In June, MyJewishLearning.com won the American Jewish Press Association's award for most “Outstanding Website.” Yasher Koach! We have great respect for CEO and Editor-in-Chief Daniel Septimus, who has led the effort to create an accessible and relevant source of Jewish wisdom on the net.
We asked Dan to share insights on the Jewish Web and his own personal Jewish journey.
My Jewish Learning’s Role
Since the mid-1990s, the Internet has been a rapidly growing part of the way people live their lives and shape their perspectives on the world. According to a survey conducted by the Pew Internet & American Life Project, 45 percent of Internet users say that the Web helped them make big decisions or negotiate their way through major episodes in their lives. This applies to Jewish living, as well. Today most people with questions about Jewish life will turn to their computer well before they turn to their local rabbi or pull a copy of Encyclopedia Judaica off the shelf.
The Internet is now the front line for engaging with Jewish life and tradition. Thus, as a community, we have a responsibility to ask: When people go online for information about Judaism, what do we want them to find? I want them to find a thoughtful, pluralistic, fun, and intellectually rigorous Judaism—and those are the values we try to model and evoke at MyJewishLearning.com.
The Future of the Jewish Web
MyJewishLearning used to spend a lot of time and resources creating encyclopedia-type articles. Not anymore. Wikipedia has cornered the market on this type of content online and that includes the Jewish arena.

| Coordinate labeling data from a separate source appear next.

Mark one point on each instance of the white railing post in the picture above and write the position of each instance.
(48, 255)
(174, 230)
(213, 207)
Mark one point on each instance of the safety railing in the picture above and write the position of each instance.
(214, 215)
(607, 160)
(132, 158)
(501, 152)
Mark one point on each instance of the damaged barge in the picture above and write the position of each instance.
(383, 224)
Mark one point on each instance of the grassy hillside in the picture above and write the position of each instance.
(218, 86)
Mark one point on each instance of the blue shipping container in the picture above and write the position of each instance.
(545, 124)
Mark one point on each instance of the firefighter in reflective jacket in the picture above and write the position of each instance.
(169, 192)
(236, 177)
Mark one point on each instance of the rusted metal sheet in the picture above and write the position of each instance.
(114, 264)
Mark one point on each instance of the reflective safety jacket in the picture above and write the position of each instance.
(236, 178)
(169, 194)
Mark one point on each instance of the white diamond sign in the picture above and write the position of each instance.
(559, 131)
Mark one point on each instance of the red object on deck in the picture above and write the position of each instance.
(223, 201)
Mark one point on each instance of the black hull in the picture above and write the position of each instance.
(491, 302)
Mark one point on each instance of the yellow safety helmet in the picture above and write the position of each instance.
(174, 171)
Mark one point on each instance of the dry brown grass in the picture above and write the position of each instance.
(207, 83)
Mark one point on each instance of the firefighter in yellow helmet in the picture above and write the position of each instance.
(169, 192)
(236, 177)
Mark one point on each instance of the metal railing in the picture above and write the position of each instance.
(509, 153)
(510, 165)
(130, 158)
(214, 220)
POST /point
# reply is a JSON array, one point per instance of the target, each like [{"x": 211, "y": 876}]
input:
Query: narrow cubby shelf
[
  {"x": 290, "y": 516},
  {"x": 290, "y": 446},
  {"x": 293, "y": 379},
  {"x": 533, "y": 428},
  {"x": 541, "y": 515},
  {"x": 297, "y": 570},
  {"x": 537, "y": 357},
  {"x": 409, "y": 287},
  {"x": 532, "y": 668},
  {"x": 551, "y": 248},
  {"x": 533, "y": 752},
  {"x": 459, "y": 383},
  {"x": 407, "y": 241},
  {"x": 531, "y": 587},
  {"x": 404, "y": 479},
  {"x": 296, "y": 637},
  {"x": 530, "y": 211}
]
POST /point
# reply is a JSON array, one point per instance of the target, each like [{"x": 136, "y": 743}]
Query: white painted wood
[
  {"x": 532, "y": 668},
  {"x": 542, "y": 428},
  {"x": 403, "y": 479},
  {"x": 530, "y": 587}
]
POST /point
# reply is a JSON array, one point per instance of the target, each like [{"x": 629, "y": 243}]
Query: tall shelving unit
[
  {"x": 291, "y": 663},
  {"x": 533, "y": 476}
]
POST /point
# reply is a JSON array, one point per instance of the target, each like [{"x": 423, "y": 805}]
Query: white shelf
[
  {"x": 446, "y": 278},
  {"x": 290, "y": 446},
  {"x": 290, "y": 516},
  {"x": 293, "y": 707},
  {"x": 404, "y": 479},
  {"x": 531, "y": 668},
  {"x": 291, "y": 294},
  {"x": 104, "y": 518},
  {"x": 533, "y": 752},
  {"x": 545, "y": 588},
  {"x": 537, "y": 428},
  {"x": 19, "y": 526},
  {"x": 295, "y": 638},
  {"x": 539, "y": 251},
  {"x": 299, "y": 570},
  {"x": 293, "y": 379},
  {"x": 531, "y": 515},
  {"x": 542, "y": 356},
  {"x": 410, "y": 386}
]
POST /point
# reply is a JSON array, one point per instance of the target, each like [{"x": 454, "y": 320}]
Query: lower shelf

But there’s still a market and need for good practical How-To content, audio/video features, and specialized content for niche markets. Along these lines, we’ve had a lot of success creating and delivering e-newsletter, Facebook, and Twitter products for people interested in Jewish recipes and food. Later this year, we’ll be launching another niche market product, a Jewish parenting website called Kveller.com.
There’s also a serious dearth of Jewish texts in digital format. I’m a big believer in the future of e-books. IPads, Kindles, and other mobile devices will eventually be the primary media through which we consume the written word. Jewish e-books with hyperlinked text would be absolutely perfect for traditional Jewish study, which often requires us to jump back and forth between biblical, rabbinic, medieval, and modern texts. But to study like that we’ll need all the major works of Jewish literature digitized, hyperlinked, and accessible.
For example, there should be a version of the Talmud that’s fully digitized, where you could “right click” on a line to get an instant translation and a list of commentaries that address this section. There’s no reason we couldn’t have this already. But we don’t. The Bar Ilan Database is the closest thing, but it’s still primarily a CD-ROM and could be way more technologically advanced (not to mention, less expensive).
Why am I Jewish? Thanks to my upbringing, this question seems as absurd as “Why are you male?” That’s just who I am, though I’m aware that this is fortuitous, that for most American Jews, Jewishness is more of a choice. Why do I like being Jewish? That’s also not a question I ask myself that often, though I can say that, for me, Torah study—with all its intellectual, emotional, and narrative force is what compels me most Jewishly.
Favorite Teaching: A Life Lived in Dignity
In my thinking about Judaism (and life), I have been greatly influenced by Rabbi Yitz Greenberg. In The Jewish Way, Rabbi Greenberg writes: “The central paradigm of Jewish religion is redemption. According to the Bible, the human being is created in the image of God. According to the Rabbis, this means that every single person is unique and equal, endowed with the dignity of infinite value. But in history most humans have been degraded or denied their due. Judaism affirms that this condition should never be accepted; it must and will be overcome."